Zhuravleva is concerned with such tenacity and rigor in tightening the screws. According to her, there will be an increase in control over the activity of American organizations and media, and there will be additional requirements to their registration because all these organizations can be potentially included in the list of “foreign agents.”
Likewise, Brooke is concerned with current trends in U.S.-Russia relations. He sees the Kremlin’s recent moves as an attempt to “create a phony war-time siege mentality, where the less educated 50 percent feel the desire/need to rally around” the national leader.
“President Putin is a Soviet man, and unfortunately, he is trying to drag Russia back into a space where he is familiar. He has worked overtime to make an enemy out of the U.S.,” said Brooke.“Many Americans see that Kremlin policymaking has been taken over by very reactionary people, whose xenophobia is not widely shared by the Russian public.
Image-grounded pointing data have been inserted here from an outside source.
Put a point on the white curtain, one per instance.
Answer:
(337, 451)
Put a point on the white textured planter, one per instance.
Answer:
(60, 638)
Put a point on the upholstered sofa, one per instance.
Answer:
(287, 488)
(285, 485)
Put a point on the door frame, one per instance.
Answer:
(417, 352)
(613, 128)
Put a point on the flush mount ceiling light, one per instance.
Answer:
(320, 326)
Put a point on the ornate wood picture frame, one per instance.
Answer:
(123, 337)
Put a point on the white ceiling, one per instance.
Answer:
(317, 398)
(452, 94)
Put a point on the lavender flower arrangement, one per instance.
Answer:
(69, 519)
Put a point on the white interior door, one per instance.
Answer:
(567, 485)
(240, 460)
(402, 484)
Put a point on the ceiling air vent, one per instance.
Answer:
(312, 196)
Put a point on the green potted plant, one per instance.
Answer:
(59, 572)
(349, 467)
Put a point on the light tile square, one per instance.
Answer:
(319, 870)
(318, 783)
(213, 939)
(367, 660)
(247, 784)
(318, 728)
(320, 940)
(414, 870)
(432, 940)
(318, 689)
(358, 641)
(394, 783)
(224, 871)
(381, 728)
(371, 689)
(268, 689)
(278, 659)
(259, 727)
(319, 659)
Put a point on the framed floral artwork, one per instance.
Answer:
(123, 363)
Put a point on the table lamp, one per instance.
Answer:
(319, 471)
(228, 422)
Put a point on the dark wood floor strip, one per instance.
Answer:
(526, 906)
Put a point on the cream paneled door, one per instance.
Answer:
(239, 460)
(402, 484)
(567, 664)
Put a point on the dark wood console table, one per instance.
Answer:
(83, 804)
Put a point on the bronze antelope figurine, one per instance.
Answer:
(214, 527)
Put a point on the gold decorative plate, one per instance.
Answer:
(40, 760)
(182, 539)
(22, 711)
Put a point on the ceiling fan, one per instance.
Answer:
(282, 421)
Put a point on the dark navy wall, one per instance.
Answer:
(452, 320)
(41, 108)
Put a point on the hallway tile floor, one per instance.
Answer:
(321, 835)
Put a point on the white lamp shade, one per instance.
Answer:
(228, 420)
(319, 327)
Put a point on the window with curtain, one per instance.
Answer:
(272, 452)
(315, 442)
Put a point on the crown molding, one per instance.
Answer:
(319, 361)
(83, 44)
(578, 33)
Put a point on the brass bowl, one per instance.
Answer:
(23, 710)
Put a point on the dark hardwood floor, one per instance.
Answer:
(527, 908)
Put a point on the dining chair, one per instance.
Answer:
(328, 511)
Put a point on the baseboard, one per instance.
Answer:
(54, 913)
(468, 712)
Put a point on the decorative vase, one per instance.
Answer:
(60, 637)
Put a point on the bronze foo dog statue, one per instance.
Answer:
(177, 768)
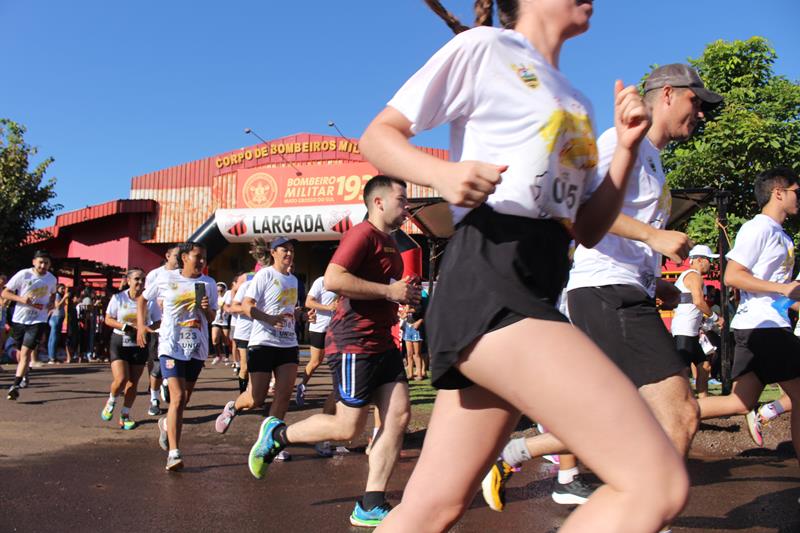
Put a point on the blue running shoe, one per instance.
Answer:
(371, 518)
(265, 448)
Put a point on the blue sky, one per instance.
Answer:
(117, 89)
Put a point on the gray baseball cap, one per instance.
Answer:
(680, 75)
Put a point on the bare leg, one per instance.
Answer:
(646, 479)
(743, 397)
(119, 373)
(285, 376)
(317, 355)
(178, 401)
(673, 404)
(255, 394)
(135, 372)
(392, 401)
(791, 389)
(346, 424)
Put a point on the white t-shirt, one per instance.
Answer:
(184, 329)
(768, 253)
(274, 294)
(687, 318)
(616, 260)
(221, 318)
(325, 297)
(244, 324)
(28, 283)
(507, 106)
(122, 308)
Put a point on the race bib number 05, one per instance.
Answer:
(190, 341)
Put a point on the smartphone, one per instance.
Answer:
(199, 293)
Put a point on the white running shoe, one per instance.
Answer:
(283, 455)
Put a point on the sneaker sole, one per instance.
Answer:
(364, 523)
(487, 488)
(256, 464)
(568, 499)
(174, 467)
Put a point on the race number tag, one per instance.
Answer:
(189, 341)
(128, 341)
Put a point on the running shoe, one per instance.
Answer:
(163, 440)
(371, 518)
(324, 449)
(576, 492)
(493, 485)
(225, 418)
(265, 449)
(164, 391)
(108, 411)
(126, 423)
(174, 463)
(754, 426)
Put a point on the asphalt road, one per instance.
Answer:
(63, 469)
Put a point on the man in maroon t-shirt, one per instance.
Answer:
(366, 366)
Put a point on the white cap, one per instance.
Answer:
(701, 250)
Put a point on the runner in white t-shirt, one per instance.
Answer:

On one level, the Russian elite could not care less about grants and scholarships offered by the American Councils today or the British Councils five years ago. The elite can pay for their children’s American and British universities, the Councils serve Russia’s middle class and hence, are seen as expendable.”
Zhuravleva seems to echo Brooke’s view. “The question is whether the U.S. – regardless of obstacles from Russian authorities – is ready to work in Russia and save the presence of such organizations such as American Councils that have played a significant role in maintaining humanitarian collaboration,” she asks. “Hopefully, that ‘soft power’ will still be influential enough to counterbalance ‘hard power’ in determining the agenda of U.S.-Russia relations. This is the key requirement for success.”